Как тысячи парней в нашей стране, Евгений Гришковец в юности проходил военную службу на тихоокеанском флоте. Об этом получился моноспектакль «Как я съел собаку». И свой ракурс видения армии писатель соотнес с общепринятым: об армии либо хорошо, либо ничего, но со своей интонацией, очень искренней, с юмором, без намека на цинизм. Морфлот – довольно специфичная область военной службы, и, как оказалось позже, для писателя Гришковца во многом определившая его дальнейшее жизненное и творческое направление. Это направление – дальнейшее плавание во «внутренних морях», так, как плавали предки в далекие времена к неизведанным материкам через тысячи препятствий, рискуя в любой момент «покинуть борт» путем летального исхода.

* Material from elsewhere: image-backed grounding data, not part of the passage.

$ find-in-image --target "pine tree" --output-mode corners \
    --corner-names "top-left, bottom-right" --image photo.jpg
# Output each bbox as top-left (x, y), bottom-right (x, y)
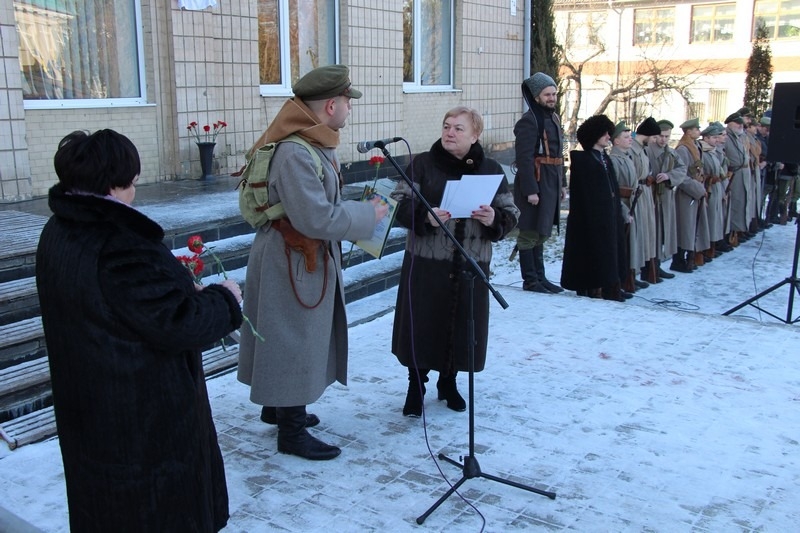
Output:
top-left (530, 0), bottom-right (562, 106)
top-left (743, 21), bottom-right (773, 118)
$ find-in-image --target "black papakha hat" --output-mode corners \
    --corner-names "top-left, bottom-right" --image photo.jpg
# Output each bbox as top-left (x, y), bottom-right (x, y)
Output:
top-left (636, 117), bottom-right (661, 136)
top-left (577, 114), bottom-right (615, 151)
top-left (292, 65), bottom-right (363, 101)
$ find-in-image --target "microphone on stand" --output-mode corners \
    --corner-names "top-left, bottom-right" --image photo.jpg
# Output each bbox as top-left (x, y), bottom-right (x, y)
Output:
top-left (356, 137), bottom-right (403, 153)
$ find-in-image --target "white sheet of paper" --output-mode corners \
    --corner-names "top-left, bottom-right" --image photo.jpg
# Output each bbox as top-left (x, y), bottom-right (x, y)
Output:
top-left (440, 174), bottom-right (504, 218)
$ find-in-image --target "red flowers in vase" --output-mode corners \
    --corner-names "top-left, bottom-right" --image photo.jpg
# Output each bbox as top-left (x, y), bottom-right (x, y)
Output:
top-left (187, 120), bottom-right (227, 143)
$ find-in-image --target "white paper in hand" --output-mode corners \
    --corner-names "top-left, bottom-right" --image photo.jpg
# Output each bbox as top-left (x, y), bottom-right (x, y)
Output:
top-left (440, 174), bottom-right (503, 218)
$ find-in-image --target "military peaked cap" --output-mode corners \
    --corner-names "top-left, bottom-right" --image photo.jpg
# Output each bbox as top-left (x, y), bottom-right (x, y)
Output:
top-left (701, 123), bottom-right (724, 136)
top-left (680, 118), bottom-right (700, 130)
top-left (724, 112), bottom-right (744, 124)
top-left (612, 121), bottom-right (631, 139)
top-left (292, 65), bottom-right (363, 101)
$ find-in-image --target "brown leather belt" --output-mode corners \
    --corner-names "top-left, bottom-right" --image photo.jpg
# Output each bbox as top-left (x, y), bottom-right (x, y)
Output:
top-left (534, 156), bottom-right (564, 182)
top-left (619, 186), bottom-right (634, 198)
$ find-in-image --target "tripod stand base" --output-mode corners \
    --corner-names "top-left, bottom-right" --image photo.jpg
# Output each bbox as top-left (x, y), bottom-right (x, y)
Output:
top-left (724, 218), bottom-right (800, 324)
top-left (416, 453), bottom-right (556, 525)
top-left (723, 277), bottom-right (800, 324)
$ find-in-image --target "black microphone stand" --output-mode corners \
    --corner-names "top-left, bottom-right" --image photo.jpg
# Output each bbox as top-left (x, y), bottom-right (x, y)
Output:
top-left (376, 144), bottom-right (557, 526)
top-left (723, 216), bottom-right (800, 324)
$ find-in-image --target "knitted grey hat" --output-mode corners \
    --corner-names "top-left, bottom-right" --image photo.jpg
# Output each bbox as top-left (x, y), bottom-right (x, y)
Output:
top-left (526, 72), bottom-right (557, 98)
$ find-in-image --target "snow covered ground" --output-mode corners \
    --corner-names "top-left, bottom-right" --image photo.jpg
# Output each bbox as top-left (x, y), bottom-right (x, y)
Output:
top-left (1, 220), bottom-right (799, 532)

Во «внутренних морях» наше сердце – лоцман. Именно его шепот исследует писатель Гришковец, делая акценты на человеческих чувствах, как будто это подводные течения, и делает вывод: человеческое Сердце знает безопасный маршрут, но Человек – безответственный капитан до поры, до времени… пока над ним не зависнет шестиокая реанимационная лампа. Желанный и долгожданный покой для современного человека грезится недосягаемой мечтой. Как далеки времена Утесова-Орловой с жизнеутверждающей песенкой - «Сердце! Тебе не хочется покоя!» Теперь уже хочется уставшему человеку покоя и тишины, хоть в тайге, хоть на необитаемом острове. А Сердце не унимается: «Нету у тебя, Человек Мой, чувства меры».
В своих произведениях Евгений Гришковец как будто говорит зрителю, привыкшему жить сложно: «Смотрите, как все просто!» И, чтобы понять это житейское противоречие, Гришковец-филолог совершает (каждый раз заново!) путешествие в смыслы слов, добывая их с фанатичным упорством старателя-золотодобытчика. И добывает! Иначе как объяснить, что в нашей, с публично вынесенным приговором - НЕ ЧИТАЮЩЕЙ стране, слушатель Евгения Гришковца слушает, слышит и понимает донесенное до него послание: «Остановись, Человек! Прислушайся к Сердцу!»?
Человек умен, он умеет много чего: строить небоскребы, летать в космос, делать умопомрачительные научные открытия, но при этом сердечным умом не богат. А без сердечного ума – беда. Евгений Гришковец светит в глубины собственного «Я» и высвечивает бездны человеческой вселенной, которая есть у каждого, но не всеми освоена. Чтобы осваивать свою вселенную, Человеку нужно немало мужества.
Как человек, Евгений Гришковец проживает свой роман с жизнью, как писатель, внимательно, как ученый, осваивает неизведанные глубины человеческого космоса. Ему интересен Человек во всех своих человеческих проявлениях, но в первую очередь своими качествами роста. Тогда и слово «просто» обретает особый смысл – от «роста».
О предназначении возрастания писали в России самые великие писатели – Толстой, Чехов, Бунин. Евгений Гришковец – богатый наследник русской литературы и русского театра. «Переживание», а не «выживание» ставили наши великие предшественники в основу своего творчества. А кричать или шептать о смыслах бытия – это уже другая история. Лишь бы услышали.